Hope these suggestion help.


----------



## ArdenGrange (Apr 8, 2013)

An economical gluten free option is to add 1 teaspoon of very well cooked lentils to each 100g of food. (Lentils can make some dogs a bit windy but cooking them well should help avoid this as will introducing them at half a teaspoon/100g to start with). 

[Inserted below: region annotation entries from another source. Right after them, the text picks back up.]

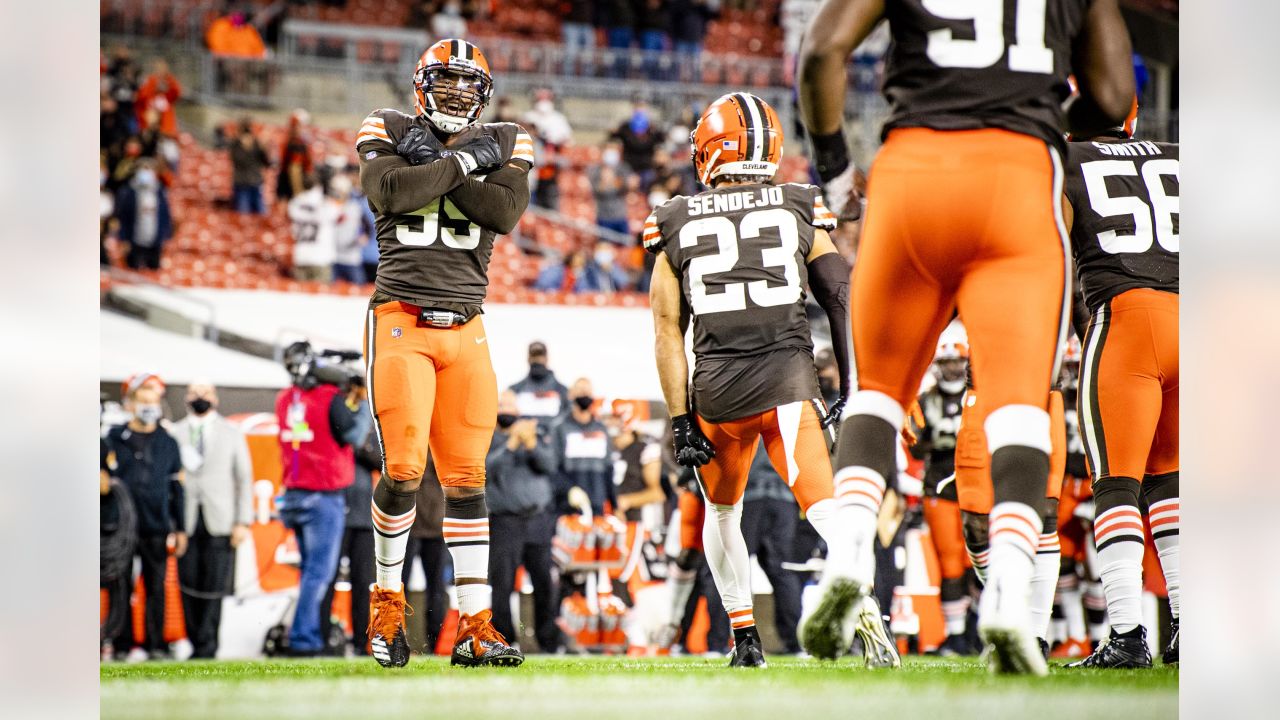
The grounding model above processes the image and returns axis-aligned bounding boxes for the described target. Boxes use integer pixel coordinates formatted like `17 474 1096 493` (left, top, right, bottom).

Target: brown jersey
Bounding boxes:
644 183 836 423
356 109 534 318
884 0 1089 151
1066 140 1179 313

I'm guessing his stools are ok from your post but if they are on the soft side sometimes then sorting that part out should have a positive effect on the anal gland emptying mechanism, but he may be a boy who just doesn't have the glands positioned optimally and will always need a helping hand. 

Be careful not to overdo the fibre as too much can be a problem as well.


----------



## Lilylass (Sep 13, 2012)

I feel your pain (or rather you're dogs!) - Maisie has had terrible trouble with hers

I've been adding Protexin Profibre  to her breakfast and some bran at dinner time - as well as improving the quality of food she's getting

Her stool are now really firm (I'd say 95% of the time *sigh*) and she does get a bone now & then (which makes them like rocks ) BUT she still has problems with her glands ......


----------



## Twiggy (Jun 24, 2010)

Lilylass said:


> I feel your pain (or rather you're dogs!) - Maisie has had terrible trouble with hers
> 
> I've been adding Protexin Profibre to her breakfast and some bran at dinner time - as well as improving the quality of food she's getting
> 
> Her stool are now really firm (I'd say 95% of the time *sigh*) and she does get a bone now & then (which makes them like rocks ) BUT she still has problems with her glands ......


Yup I agree. I had a bitch who's anal glands needed emptying at least every two weeks and her poos were always rock solid.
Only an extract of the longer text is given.